I think only two characters in this series who fit Flanderization are Raj (his inability to talk to women) and Stuart the comic book store owner (suffering from severe depression).
XFllo
topic
03:53:17 AM Jan 12th 2014
edited by 77.48.59.223
Conversation on the Main Page is not allowed. From Sheldon's description:

  • Karma Houdini: He gets away with his jerkass behavior far too often, and hardly ever learns his lesson.
    • Although on some occasions, he ends up suffering harshly despite doing nothing wrong. So he's not a complete example.

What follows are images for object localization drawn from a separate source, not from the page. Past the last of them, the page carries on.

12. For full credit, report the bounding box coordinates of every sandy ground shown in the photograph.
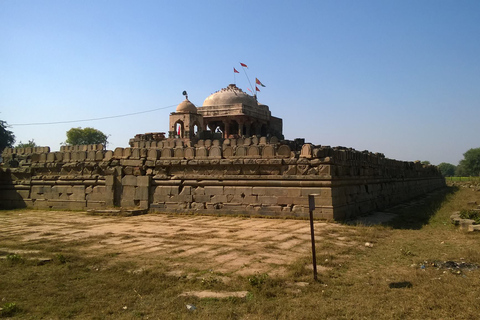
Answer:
[0,210,357,276]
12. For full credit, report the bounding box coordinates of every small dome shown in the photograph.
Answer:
[176,99,197,113]
[203,84,257,107]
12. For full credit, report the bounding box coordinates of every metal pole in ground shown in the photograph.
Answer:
[308,194,318,281]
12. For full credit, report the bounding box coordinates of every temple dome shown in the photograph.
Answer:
[203,84,258,107]
[176,99,197,113]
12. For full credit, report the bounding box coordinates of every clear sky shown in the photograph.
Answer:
[1,0,479,165]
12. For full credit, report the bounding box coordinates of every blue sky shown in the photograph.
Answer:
[1,0,479,165]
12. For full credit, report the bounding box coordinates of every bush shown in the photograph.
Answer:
[0,302,18,317]
[459,209,480,224]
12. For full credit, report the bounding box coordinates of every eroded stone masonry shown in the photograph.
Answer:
[0,84,445,220]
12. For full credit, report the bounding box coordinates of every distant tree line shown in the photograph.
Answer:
[437,148,480,177]
[0,121,108,155]
[64,127,109,146]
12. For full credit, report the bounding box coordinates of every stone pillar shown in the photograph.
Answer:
[223,120,230,139]
[105,176,116,207]
[256,123,263,136]
[245,121,251,137]
[237,119,244,136]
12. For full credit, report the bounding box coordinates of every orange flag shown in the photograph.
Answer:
[256,78,266,87]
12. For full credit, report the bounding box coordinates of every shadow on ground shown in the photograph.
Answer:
[346,186,457,230]
[384,186,457,230]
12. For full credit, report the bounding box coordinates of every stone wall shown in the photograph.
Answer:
[0,138,445,220]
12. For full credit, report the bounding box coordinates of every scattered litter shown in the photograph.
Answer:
[433,260,478,271]
[365,242,374,248]
[123,306,127,310]
[186,304,196,311]
[417,260,479,274]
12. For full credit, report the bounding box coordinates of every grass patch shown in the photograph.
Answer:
[0,302,19,317]
[1,187,480,319]
[459,209,480,224]
[446,176,480,182]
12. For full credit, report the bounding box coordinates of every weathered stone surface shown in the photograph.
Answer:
[147,149,160,161]
[300,144,312,158]
[223,146,234,158]
[130,148,141,159]
[122,175,137,186]
[247,146,260,157]
[161,148,173,158]
[277,145,291,158]
[114,147,124,159]
[1,137,445,220]
[262,145,275,158]
[174,148,185,159]
[209,146,222,159]
[175,140,184,148]
[121,159,144,167]
[184,147,195,159]
[196,147,208,158]
[204,186,224,196]
[235,146,247,157]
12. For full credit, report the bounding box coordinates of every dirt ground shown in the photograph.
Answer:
[1,210,357,277]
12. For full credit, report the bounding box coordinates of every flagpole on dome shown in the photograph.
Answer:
[240,62,254,96]
[255,78,266,100]
[233,67,240,85]
[254,78,265,101]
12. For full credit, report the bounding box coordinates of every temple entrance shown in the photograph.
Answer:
[175,121,184,138]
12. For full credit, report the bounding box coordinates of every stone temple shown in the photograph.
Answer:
[0,84,445,220]
[152,84,283,143]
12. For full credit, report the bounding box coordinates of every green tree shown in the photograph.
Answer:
[65,127,108,146]
[455,162,468,177]
[421,161,431,166]
[0,120,15,154]
[437,162,456,177]
[16,139,37,148]
[460,148,480,176]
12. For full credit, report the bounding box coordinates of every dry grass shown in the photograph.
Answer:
[1,186,480,319]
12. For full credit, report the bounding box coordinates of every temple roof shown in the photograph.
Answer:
[202,84,258,107]
[176,99,197,113]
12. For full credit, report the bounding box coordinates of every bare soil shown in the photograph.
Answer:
[1,210,353,277]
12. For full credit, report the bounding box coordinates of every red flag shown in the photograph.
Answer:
[255,78,266,87]
[240,62,248,68]
[234,68,239,73]
[255,86,260,92]
[177,125,181,136]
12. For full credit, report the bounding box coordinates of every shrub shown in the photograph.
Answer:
[0,302,18,317]
[459,209,480,224]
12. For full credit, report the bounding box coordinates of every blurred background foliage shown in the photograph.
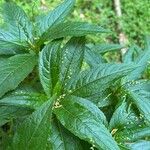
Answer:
[0,0,149,46]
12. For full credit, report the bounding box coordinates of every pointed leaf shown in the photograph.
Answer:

The issue whether he fits should be resolved here. If I'm not mistaken, Karma Houdini is a villain trope. I don't think he's supposed to be portrayed that horrible.
MGD108
10:27:50 AM Jan 12th 2014
Indeed, he is sometimes portrayed in an antagonistic role. But he's rarely portrayed as an antagonist. Likewise in the times he does, it is in those occasions that he rarely wins. So I don't think he counts either.
sharkticon
11:30:21 AM Jan 12th 2014
Its not a villain trope anymore. that said, its a character trope so it goes on the character sheet
forsetipurge
01:45:23 PM Jan 23rd 2014
I'm for listing Karma Houdini on Sheldon.
SeptimusHeap
01:56:45 PM Jan 23rd 2014
Karma Houdini is not a villain trope. That said, it's very strict about being only for such cases where there is no consequence whatsoever. Is that the case here?
Ambaryerno
02:08:01 PM Jan 23rd 2014
Tough to say, considering he seems to get a comeuppance nearly as often as he gets away with it.
XFllo
02:35:27 AM Mar 15th 2014
I remember most episodes that he doesn't get away with his odd ideas and jackassery. However, I'd be fine if the example listed an instance of concete episode where he got away.